Almost all are women; the only man in the group was former First Lady deputy press secretary Neel Lattimore. Most worked in the Clinton Administration, and have been personal friends and confidants of Hillary Clinton since at least then, if not earlier. The name Hillaryland dates back to the Bill Clinton's 1992 presidential campaign, when it was the portion of his Little Rock, Arkansas "war room" that housed Hillary Clinton's staff.[5] Later it became better known as the moniker for the area of the West Wing of the White House in which the First Lady's staff had their offices; according to Clinton, Hillaryland had its own subculture, based on camaraderie, never leaking information to the press, and having plenty of toys and cookies around for the children of staffers – as Hillary put it, "While the West Wing had a tendency to leak... Hillaryland never did, and every child who ever visited knew exactly where we stashed the cookies."[5] Clinton biographers Jeff Gerth and Don Van Natta, Jr. described Hillaryland as "an important subculture during the Clinton presidency."[6]
The advisers were also present during Clinton's tenure as U.S. Senator.[6] But the role of Hillaryland came under considerable discussion during and after Clinton's 2008 presidential campaign that she conducted while senator.[7][8] Michelle Cottle of New York magazine described its role as "less a campaign entity than an extended sisterhood defined by its devotion to its namesake. Even so, the group's protective ethos dominates her presidential campaign, where loyalty is demanded, self-promotion frowned upon, and talking out of school, especially to the press, [is strongly discouraged]."[7] As campaign chroniclers John Heilemann and Mark Halperin later wrote, "the people comprising it ... were loyal to a fault, smart and ruthless, hard-headed and hardboiled. ... They referred to themselves collectively as Hillaryland, and everyone else in politics did too."[9] By this point the definition of Hillaryland was often expanded a bit to include campaign insiders such as chief strategist Mark Penn.[9]

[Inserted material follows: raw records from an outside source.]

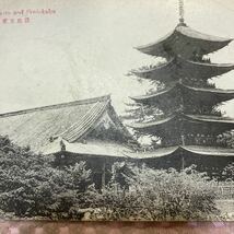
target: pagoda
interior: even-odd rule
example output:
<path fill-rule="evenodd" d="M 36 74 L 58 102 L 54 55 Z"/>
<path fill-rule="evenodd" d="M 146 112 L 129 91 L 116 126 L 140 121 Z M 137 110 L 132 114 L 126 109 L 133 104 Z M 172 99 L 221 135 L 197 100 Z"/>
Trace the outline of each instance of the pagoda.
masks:
<path fill-rule="evenodd" d="M 153 44 L 137 47 L 165 61 L 131 71 L 156 86 L 156 91 L 131 97 L 137 106 L 132 116 L 143 112 L 144 118 L 129 127 L 138 134 L 160 139 L 153 150 L 139 153 L 139 159 L 157 168 L 196 164 L 212 175 L 233 162 L 234 150 L 219 144 L 217 139 L 234 129 L 234 119 L 223 117 L 217 107 L 234 98 L 234 90 L 217 89 L 210 79 L 233 70 L 234 65 L 212 63 L 208 58 L 231 42 L 190 28 L 185 23 L 180 0 L 175 30 Z"/>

After she ended up losing the 2008 Democratic nomination, critics often focused on the limited and isolated circle of advisers and dysfunctional management style as one of the reasons behind the campaign's failure.[8][10] One criticism was that she valued personal loyalty over the ability to do the job.[8] The level of protection and the consequent inability to criticize failed tactics—and the public perception that Clinton needed that much protection—alarmed critics in 2015 as well,[11] prior to her loss in the general election the following year.